I’ve started going out a very little bit. It’s been a few days since we’ve had a siren. I expect more in future, considering the IDF’s plans. If they can finish Hamas, hopefully it will be worth it.
I am confused that it’s been more than two weeks. It feels like five days. It also feels like a month. I feel like I’m sleepwalking through each day. I don’t know how to answer the inevitable question, “Are you okay?” Let’s not even talk about it. I am here. I am getting from day to day. I am luckier than many.
Today, Facebook agreed with me for the first time, as I reported someone for incitement to violence. In a post mourning a murdered teenager, a man waved a Palestinian flag and said we’d be killed next.
I see so many comments of angry, bullying people with aggressive, even violent statements, condemning anyone who posts about Israeli loss. I was trying to cheer myself up by reading posts of celebrities who believe Israelis are real people who don’t deserve to be slaughtered. It’s rarer than one might think.
And I know: never read the comments. But there were so many and they were so ugly. And I got pulled in for a bit. Times like that, I wonder why this deluge of people hate us when they obviously do not know us; when we literally just want to exist, people and country both.
Back to my own Facebook feed. I see so many posts of dead teenagers and young adults in their twenties. So many young people. Almost everyone dead is young. When I see a picture in my feed, it seems like two out of three are the picture of someone murdered. Smiling, sweet faces. A quick summary of their hobbies, or how they died. Often a story of heroism that rivals any fiction. Running into the attack to help people with their medical knowledge. Pretending they live alone, going willingly to their death to save their family hiding within the bomb shelter. Jumping directly onto a grenade to save everyone around them. On and on and on. Heroes, whose last actions were to think of others and to save them.
And I see so, so many posts commenting about the war from people I love and respect, who are unwilling to mention that these murders of Israelis, this modern pogrom is wrong. That kidnapping children or murdering children is wrong. That wholesale massacre targeting civilians is wrong. Why is this so difficult? I don’t ask for anyone to support Israel in full. I don’t ask anyone to stop supporting innocent Palestinians; goodness knows I don’t want anyone innocent to die either.

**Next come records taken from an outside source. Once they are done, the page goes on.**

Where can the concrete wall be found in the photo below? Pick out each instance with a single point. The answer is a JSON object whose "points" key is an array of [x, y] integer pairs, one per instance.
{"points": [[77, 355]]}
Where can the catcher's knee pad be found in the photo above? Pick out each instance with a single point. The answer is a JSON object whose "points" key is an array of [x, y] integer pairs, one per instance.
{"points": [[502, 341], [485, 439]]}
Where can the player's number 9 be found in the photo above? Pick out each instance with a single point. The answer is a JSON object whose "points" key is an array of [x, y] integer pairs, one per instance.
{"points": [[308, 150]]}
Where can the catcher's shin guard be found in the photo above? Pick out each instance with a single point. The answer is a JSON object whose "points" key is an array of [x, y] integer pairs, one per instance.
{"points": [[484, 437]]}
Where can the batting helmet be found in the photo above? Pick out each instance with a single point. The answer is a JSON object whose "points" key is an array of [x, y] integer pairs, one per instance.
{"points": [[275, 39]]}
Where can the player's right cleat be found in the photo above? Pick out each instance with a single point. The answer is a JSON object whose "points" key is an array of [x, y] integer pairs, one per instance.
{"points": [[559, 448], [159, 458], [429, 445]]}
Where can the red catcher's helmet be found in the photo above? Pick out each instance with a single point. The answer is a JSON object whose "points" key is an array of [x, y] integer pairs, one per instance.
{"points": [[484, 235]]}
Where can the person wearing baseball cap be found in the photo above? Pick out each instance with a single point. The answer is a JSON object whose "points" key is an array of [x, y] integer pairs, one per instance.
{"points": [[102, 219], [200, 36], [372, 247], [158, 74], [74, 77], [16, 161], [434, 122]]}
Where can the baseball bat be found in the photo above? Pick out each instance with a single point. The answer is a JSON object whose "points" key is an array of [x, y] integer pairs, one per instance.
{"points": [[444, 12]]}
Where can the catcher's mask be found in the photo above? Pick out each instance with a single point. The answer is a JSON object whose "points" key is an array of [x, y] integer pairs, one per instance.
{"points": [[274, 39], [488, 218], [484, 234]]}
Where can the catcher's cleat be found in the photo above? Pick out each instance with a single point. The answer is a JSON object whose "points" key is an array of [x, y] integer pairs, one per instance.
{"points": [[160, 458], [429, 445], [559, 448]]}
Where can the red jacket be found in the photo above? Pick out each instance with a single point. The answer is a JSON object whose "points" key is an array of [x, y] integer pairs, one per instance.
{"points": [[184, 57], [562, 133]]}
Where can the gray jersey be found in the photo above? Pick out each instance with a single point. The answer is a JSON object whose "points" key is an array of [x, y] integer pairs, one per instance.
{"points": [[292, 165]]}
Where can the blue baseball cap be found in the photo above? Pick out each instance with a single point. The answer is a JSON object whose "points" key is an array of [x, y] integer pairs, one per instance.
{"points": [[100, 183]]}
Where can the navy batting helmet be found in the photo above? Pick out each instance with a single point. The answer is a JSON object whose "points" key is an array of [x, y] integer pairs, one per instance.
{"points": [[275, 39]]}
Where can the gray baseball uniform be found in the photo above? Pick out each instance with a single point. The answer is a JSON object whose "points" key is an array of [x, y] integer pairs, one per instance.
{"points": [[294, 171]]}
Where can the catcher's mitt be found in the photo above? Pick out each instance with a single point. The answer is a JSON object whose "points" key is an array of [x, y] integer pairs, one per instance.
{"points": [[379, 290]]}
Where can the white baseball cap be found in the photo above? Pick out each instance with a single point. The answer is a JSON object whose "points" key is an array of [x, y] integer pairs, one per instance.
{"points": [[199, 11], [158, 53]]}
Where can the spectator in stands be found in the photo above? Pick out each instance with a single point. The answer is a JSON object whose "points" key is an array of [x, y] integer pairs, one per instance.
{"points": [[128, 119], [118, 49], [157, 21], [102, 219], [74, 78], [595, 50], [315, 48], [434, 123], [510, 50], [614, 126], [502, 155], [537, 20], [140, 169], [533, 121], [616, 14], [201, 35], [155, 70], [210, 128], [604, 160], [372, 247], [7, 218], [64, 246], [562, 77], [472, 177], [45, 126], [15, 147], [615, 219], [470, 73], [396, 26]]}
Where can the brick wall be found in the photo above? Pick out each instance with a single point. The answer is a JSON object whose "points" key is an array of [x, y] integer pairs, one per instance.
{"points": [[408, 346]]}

I ask people to understand Israeli civilians are also innocent and should not be murdered. Should not be raped or tortured. I did not expect this to be complicated, yet I’ve seen countless smart, compassionate people with an ethical block on suffering when the victim is an Israeli. Which makes me wonder whether these friends of mine would shrug their shoulders at my murder as well, and call it justified in the name of freedom. And that makes me wonder why we are friends at all.
How does any of this cruelty and terrorism free Palestine? It doesn’t. How does attacking European and American synagogues free Palestine? It doesn’t. Israelis and Jews across the world only see even clearer that they must have a homeland where they are able to defend themselves from this hatred. It is a matter of life and death. Now no one can claim that is hyperbolic.
There are precious few we can trust to stand at our backs and protect us. So we will stand at each others’ backs, if we must.
The beauty of Israel is that no one else needs to think we’re worthy of protection. That our lives have value. That we are real people who deserve to be safe. It’s enough that we believe we are.
We are not at the mercy of diaspora governments that fail to prioritize our safety and shrug their shoulders when we are targeted, or come up with a political speech to mouth empty words of support. Nor are we at the mercy of those who will never support us. In Israel, we are in charge of our own safety. And I’m sure that makes a lot of people angry, that we have this power over ourselves and our homes.
Angry enough to say many ugly things. But whatever they say, whatever people whom we believed we could trust now say, whatever anyone says, all that matters is what we ourselves say. And we say that we are worthy of existing.
Done. We are the only ones we need consult on that, now that we live in Israel. And that is why we still do.